The socio-economic demographics are shifting, leading to an increase in the number of minorities graduating from high schools, colleges, and universities. Without diverse representation, companies run the risk of being dismissed by these minority candidates.
Rather than focusing on diverse stock photos and empty talking points to increase your sense of diversity, the world is asking for real change. We need to build opportunities for portfolios of experience to be developed and discovered. For instance, Google invested $25 million to give more black and Latinx students exposure to computer science and created a one-year residency at Google for juniors at historically black colleges. Facebook, similarly, has invested in training programs, internships, and projects like TechPrep, meant to introduce the tech field to people from nontraditional backgrounds. Apple partners with the Thurgood Marshall College Fund, Girls Who Code, and educational institutions like community colleges that traditionally serve minority students.
Even without the funds of Google and Facebook, you too can create opportunities to increase diversity within your organization. Here’s how:
- Invest in “candidacy seed-development” or building your candidacy pool from the ground up with internships and apprenticeships. Giving students hands on experience or a foot in the door will begin to build their industry vocabulary and implement, in real time, what is being taught in their classrooms.
- Make sure there is work being done for current employees to understand and even uncover unconscious bias. Listening to another person’s perspective can help drive change faster than reading books, blogs, and listening to podcasts.
- Provide mentorship opportunities within your company and industry. Galen Gruman of ComputerWorld reports that 53% of Black, 52% of Indiguous, 45% of Latinx, and 41% of Asians struggle to find mentors that can assist them in reaching their goals and learning how to maneuver within their industry.
- Create an active community relations team or task force to cultivate relationships with schools, community centers, and nonprofit organizations in underserved communities. This gives your diversity and inclusion statement some staying power and ensures long term progress.
- Lastly, but most importantly, make sure you have buy-in from your leadership team. It shows that these efforts are important not just to the employees but to the decision makers of the company. With 83% of the leadership team shown to be white, it assures the employees that a tangible change is on the horizon.

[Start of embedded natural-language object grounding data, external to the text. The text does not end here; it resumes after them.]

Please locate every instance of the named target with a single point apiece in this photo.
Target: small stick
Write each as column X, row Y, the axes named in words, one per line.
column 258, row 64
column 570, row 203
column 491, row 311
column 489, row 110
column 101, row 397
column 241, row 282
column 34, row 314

While there is a lot of room in business for people who are diverse, diversity is more than just adding seats at the table. Diversity for the sake of diversity misses the objective; the requirement is making sure everyone feels welcomed, heard, and able to contribute. Real diversity is about making sure that there are a variety of cultures, perspectives, and thought processes represented. At Sapper we celebrate diversity and embrace change as two of our core values, welcoming those who come from a variety of life’s experiences and can provide outstanding perspectives.
I encourage you to step outside your comfort zone and actively build the next generation. Continue to make room. Continue to grow. Continue to embrace change. Invest in a new way of thinking and more importantly, plant the seeds of change in your organization. Water them and continue to advocate for the change you know is coming that is not so far off. My hope is that future interns or apprentices won’t have to look for a new job, but rather choose which seat they would like at your table. And, in a perfect world, would not look around and be disappointed at the lack of other people that look like us.